Er wurde tatsächlich zornesrot im Gesicht und brüllte, nicht weniger laut als eben:

„Ich hatte es dir verboten!"

Obwohl ich nicht vergessen hatte, was beim letzten Mal passiert war, als ich seinen Anweisungen nicht nachgekommen war, konnte ich mich nicht beherrschen.

„Und – was willst du nun machen?!", forderte ich ihn heraus. „Willst du mich wieder verprügeln? Los, nur zu, geh und schlag einen Verletzten!", höhnte ich und ballte unwillkürlich die Fäuste.

Ich wusste nicht, was mir den Mut oder den Leichtsinn gab, mich so zu verhalten, ohne daran zu denken, dass mir mehr als Schläge drohen konnten. Aber ich konnte einfach nicht anders, er ging mir so was von auf den Sack, mit seinen Vorschriften und Anordnungen und seiner völligen Realitätsferne. Ich sah ihn an, er hatte die Augen zusammengekniffen und hielt sich offenbar mühsam zurück.

„Horst, Sascha, hört auf, bitte", fuhr Mutti dazwischen, und sah abwechselnd mich und abwechselnd meinen Vater bittend an.

„Es tut Vati doch längst leid, was er getan hat."
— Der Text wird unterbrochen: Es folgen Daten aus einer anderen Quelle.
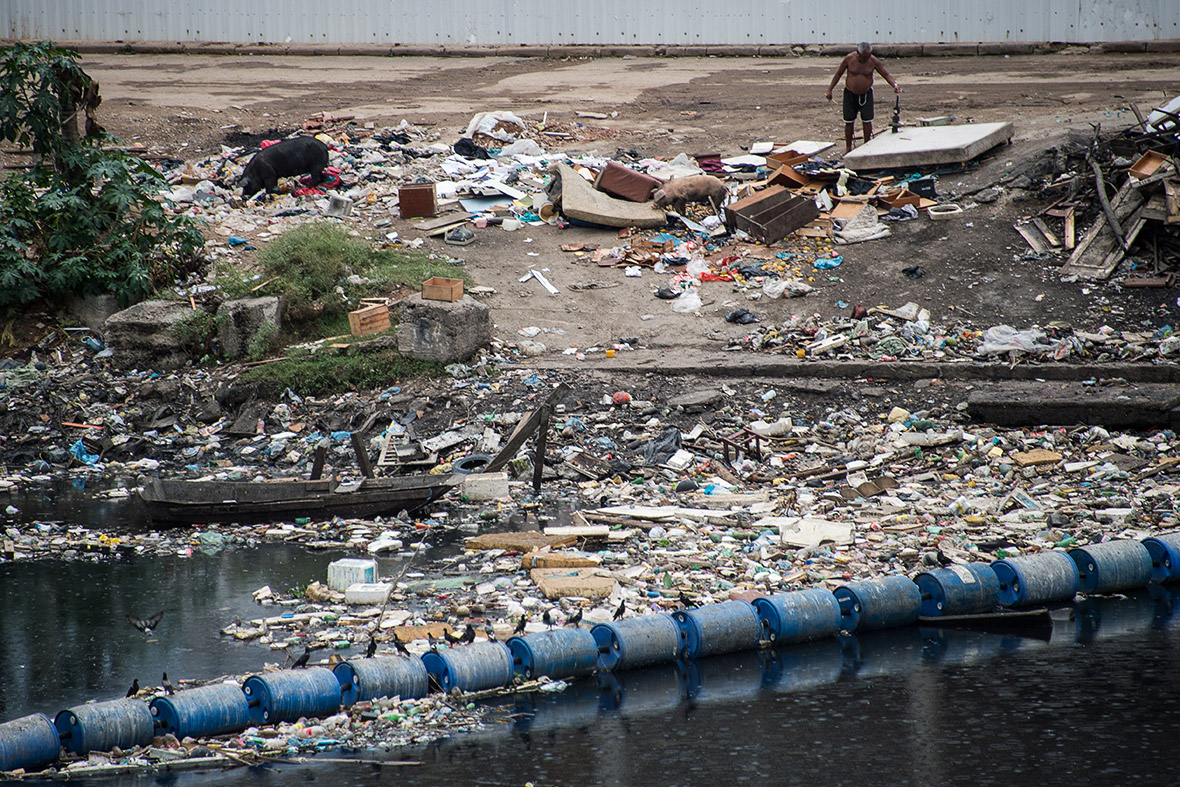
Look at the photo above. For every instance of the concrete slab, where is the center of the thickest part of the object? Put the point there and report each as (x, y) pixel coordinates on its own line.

Vati schwieg dazu, es tat ihm natürlich überhaupt nicht leid, ich wusste es, und er wusste, dass ich es wusste. Und dass er mich mit voller Absicht geschlagen hatte, um mir einen Gehorsam einzubläuen, von dem ich mich längst verabschiedet hatte, war überhaupt das Schlimmste. Ich hielt es keine Sekunde länger in der Stube aus, drehte mich daher um und verließ den Raum mit so wenig humpelnden Schritten wie möglich.